According to the forecast, the peak of the inflationary surge will come in the third quarter of 2021, and in the fall, inflation will begin to decline before returning to the target range of 5% +/- 1 percentage point in the first half of 2022, where it will further remain.
The NBU attributed the higher pace of inflation early this year to an increase in consumer demand (including due to raised wages), global food and energy prices, a revival of global economy, the effects of worse harvests, and a low comparison base factor.
In addition to deteriorating inflation estimates, the National Bank has worsened the outlook for the country's real GDP growth this year from 4.2% to 3.8%. According to the NBU, this is largely due to quarantine restrictions, but there are also a number of other reasons.

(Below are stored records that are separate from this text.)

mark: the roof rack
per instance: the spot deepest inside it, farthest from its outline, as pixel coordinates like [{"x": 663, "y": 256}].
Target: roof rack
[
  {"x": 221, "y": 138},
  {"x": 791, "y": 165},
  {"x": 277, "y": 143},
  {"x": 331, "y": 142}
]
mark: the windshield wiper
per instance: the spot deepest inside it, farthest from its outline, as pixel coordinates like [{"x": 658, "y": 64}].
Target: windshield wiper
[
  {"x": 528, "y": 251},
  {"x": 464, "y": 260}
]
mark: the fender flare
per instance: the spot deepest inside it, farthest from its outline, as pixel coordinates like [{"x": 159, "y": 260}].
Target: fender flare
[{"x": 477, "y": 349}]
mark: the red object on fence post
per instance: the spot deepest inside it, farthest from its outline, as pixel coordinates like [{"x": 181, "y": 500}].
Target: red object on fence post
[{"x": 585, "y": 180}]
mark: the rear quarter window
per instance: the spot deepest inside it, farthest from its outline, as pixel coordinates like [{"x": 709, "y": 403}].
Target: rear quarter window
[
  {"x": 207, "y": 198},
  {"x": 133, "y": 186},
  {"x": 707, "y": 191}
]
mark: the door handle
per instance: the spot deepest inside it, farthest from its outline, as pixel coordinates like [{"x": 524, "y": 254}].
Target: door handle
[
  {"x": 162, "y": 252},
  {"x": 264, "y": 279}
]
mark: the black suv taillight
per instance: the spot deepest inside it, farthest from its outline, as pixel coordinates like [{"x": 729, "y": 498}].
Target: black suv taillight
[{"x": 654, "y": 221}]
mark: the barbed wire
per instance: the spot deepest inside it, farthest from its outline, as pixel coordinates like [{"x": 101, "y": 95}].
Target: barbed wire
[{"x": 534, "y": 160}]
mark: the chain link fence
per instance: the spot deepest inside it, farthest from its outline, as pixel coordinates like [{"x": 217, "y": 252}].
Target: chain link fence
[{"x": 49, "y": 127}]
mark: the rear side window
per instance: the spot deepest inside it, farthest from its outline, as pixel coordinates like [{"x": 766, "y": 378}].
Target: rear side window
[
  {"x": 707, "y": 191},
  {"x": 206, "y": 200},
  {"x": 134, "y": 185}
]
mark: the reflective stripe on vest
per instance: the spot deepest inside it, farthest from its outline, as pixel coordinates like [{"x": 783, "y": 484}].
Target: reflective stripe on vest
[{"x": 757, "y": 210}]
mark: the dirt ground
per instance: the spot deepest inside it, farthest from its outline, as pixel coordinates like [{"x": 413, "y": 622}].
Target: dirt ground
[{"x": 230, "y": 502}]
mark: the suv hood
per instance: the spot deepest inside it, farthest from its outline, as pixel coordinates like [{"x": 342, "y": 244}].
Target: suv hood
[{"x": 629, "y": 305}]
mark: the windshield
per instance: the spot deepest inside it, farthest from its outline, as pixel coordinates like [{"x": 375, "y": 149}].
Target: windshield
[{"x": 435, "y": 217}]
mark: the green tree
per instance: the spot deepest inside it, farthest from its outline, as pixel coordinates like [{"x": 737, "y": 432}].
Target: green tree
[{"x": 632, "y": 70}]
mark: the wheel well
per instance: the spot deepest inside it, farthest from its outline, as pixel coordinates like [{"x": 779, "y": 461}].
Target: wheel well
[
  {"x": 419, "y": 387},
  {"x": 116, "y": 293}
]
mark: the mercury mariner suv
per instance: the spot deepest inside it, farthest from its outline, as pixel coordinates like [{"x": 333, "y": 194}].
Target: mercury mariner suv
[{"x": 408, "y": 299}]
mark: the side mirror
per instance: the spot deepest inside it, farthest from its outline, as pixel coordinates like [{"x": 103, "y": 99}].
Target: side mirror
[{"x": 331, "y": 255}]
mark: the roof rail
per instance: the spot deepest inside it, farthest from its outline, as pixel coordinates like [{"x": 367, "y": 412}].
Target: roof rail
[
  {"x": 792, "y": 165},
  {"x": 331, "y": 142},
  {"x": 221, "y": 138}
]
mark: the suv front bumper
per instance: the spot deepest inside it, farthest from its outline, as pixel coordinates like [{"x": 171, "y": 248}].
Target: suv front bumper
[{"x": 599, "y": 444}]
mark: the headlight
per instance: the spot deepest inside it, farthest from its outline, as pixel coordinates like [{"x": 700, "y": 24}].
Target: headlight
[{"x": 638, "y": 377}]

"Firstly, the introduction of new quarantine restrictions has led to the suppression of business activity. Secondly, the effect of last year's low harvests affected the indicators in agriculture, food processing, and cargo turnover. Third, the intensification of competition on certain foreign markets and the expansion of trade restrictions on the part of Russia influenced the deterioration of industrial performance, despite high prices on world commodity markets. Diverse weather conditions in January-February weakened the indicators in urban construction and transport," the NBU stressed.
According to the outlook released by the National Bank, starting from the second quarter, Ukrainian economy will return to sustainable growth with consumer demand remaining its main engine.
Next week promises to bring rains and moderate weather throughout the country. This means farmers will continue their spring sowing campaign, which, with an abundance of moisture in the soil, promises a good return in summer and fall.
Next week, the State Statistics Service will release data on industrial output for the first quarter, as well as and retail trade figures.
The country's attention will also be focused on the developments on the eastern front and the fight against the coronavirus pandemic, including the expansion of the inoculation campaign.